Root wins 1st-ever ITA singles title at Southern Collegiates

For three years, senior Doug Root always knew he had the tools.

Playing the No. 1 singles spot for Duke essentially since the day he stepped on campus as a freshman, Root always possessed the menacing serve and the crisp ground strokes, but he had never advanced past the quarterfinal round in any individual collegiate tournament.

As a result, Root still had to battle his opponent, that haunting phrase "unreached potential" and all its connotations on the tennis court.

This weekend at the Southern Collegiates in Athens, Ga., Root finally told "unreached potential" to take a hike.
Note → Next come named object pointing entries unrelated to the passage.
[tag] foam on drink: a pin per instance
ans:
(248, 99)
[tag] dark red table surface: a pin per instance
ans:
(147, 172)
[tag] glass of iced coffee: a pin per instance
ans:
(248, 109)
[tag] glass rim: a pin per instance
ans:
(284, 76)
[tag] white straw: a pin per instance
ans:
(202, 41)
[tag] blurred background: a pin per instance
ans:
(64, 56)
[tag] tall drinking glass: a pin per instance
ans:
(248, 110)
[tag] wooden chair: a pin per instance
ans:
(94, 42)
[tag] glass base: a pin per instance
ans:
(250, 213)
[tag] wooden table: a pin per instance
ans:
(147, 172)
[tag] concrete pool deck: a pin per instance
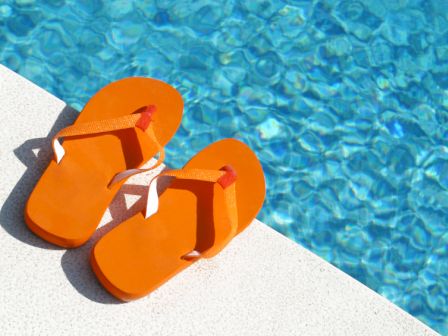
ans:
(262, 284)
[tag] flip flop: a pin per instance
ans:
(121, 127)
(214, 197)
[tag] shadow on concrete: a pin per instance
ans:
(75, 262)
(36, 154)
(11, 213)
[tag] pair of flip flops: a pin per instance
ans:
(209, 201)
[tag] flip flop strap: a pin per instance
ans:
(142, 120)
(224, 215)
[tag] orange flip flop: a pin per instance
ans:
(121, 127)
(213, 198)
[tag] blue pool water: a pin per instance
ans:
(345, 102)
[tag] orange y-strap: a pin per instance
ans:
(142, 120)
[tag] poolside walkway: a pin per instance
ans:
(262, 284)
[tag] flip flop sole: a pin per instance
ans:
(141, 254)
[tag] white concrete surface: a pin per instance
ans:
(262, 284)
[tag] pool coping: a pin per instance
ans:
(262, 283)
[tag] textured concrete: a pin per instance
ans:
(262, 284)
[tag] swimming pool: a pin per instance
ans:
(345, 103)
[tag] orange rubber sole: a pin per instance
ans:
(70, 198)
(141, 254)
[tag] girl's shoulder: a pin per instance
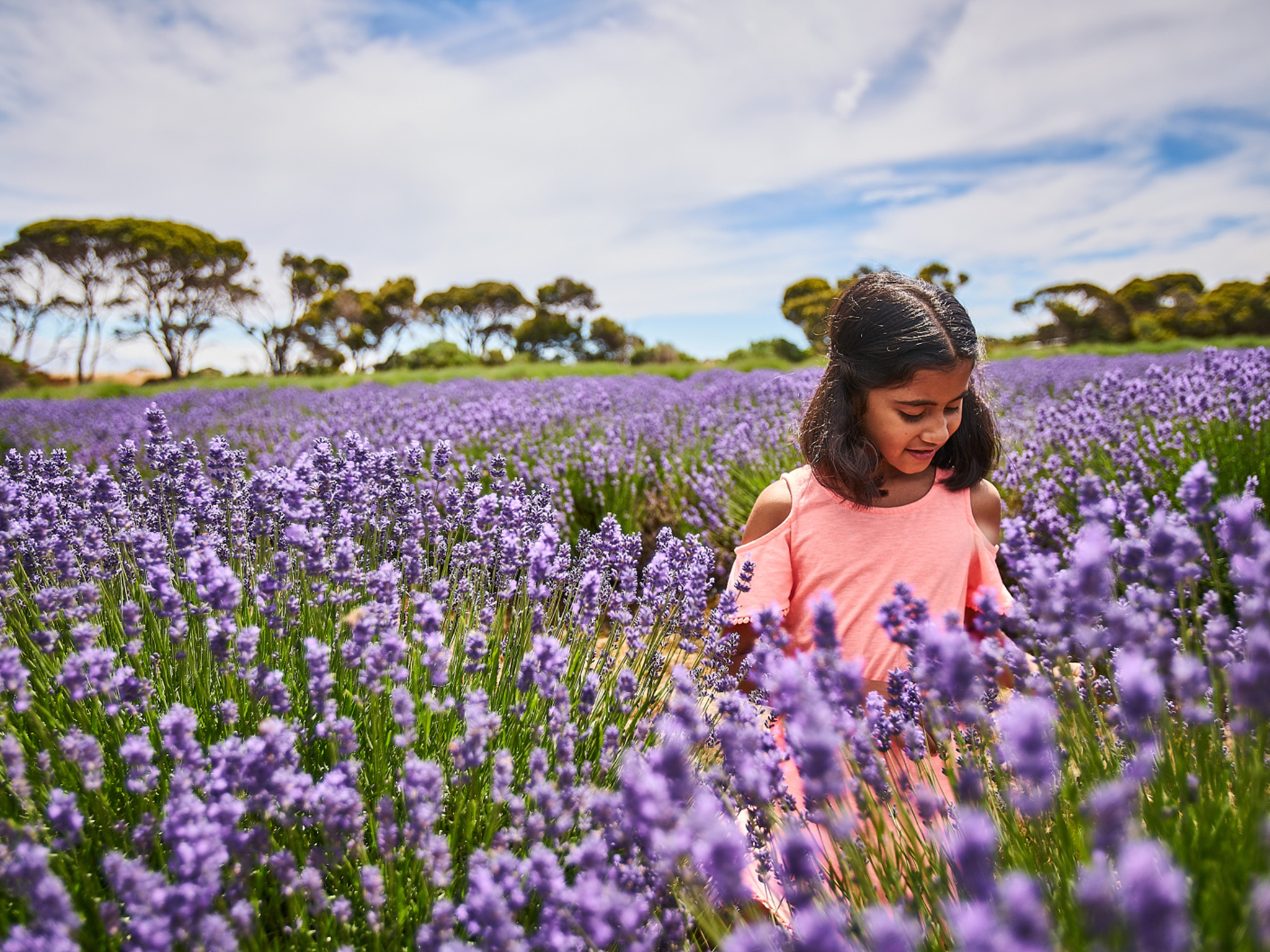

Playing with the doggedness of someone who's tired of being defined as a "could be" rather than "is," the second-seeded Root rallied twice from a set down and took home his first-ever singles title as a Blue Devil by downing Mississippi's Alexander Hartman 6-2, 7-6 (7-4) in the finals.

And Root's new found secret? Two words: Staying positive.

"This summer, I worked a lot on staying positive through the tough situations in matches," Root said. "If things aren't going my way, I just kind of laugh at it a little more, and don't take it as seriously because you know it's going to turn around eventually."

After breezing through the first two rounds in straight sets, Root entangled himself in one of those tough situations in the quarterfinal match against Georgia State's Daniel Wajnberg.

Root squandered a set point in the opening frame and eventually lost the set in a tiebreaker, putting himself one set away from elimination. But the New Jersey native kept going to his serve-and-volley game and wore down Wajnberg 6-4, 7-5 in the final two stanzas.

"I learned a lot about turning situations around and keeping myself in matches," Root said. "So I felt pretty good, 'Yeah, it's just one set, I'm still in there.'"

"I was coming to the net a lot with the mentality of, 'If I just keep coming in, the guy is not going to just keep passing [me] time and time again.' Eventually, it just got tougher and tougher for him to come up with the shots."

One day later, Georgia's Matias Boeker again backed Root into a corner by taking the first set 6-4. But Root refused to buckle and took the next two sets 7-5 and 7-6, winning the deciding set via the tiebreaker, 7-5.

"He's learned a lot over the last few years," men's tennis coach Jay Lapidus said. "He went in there with a different attitude-he was much more relaxed. He put too much pressure on each match in the past; this was a much more relaxed Doug Root.

"He was relaxed enough to enjoy the battle, and he did a good job of battling back."

In Sunday's final against Hartman, Root blistered through the first set with ease, dropping only two games. But Hartman stepped up to the task in the second, going point for point with Root. With the set all square at 6-6, Root proceeded to drop the first three points of the tiebreaker.

Fittingly, Root rallied for the third and final time on the weekend, taking seven of the next eight points to put away Hartman and the whispers of "unreached potential."

Notes: Freshmen Yorke Allen and Mike Yani and juniors Marko Cerenko and Ted Rueger each won one match in the same tournament before bowing out.... The doubles teams of Allen/Yani and Cerenko/Rueger both dropped their first round match.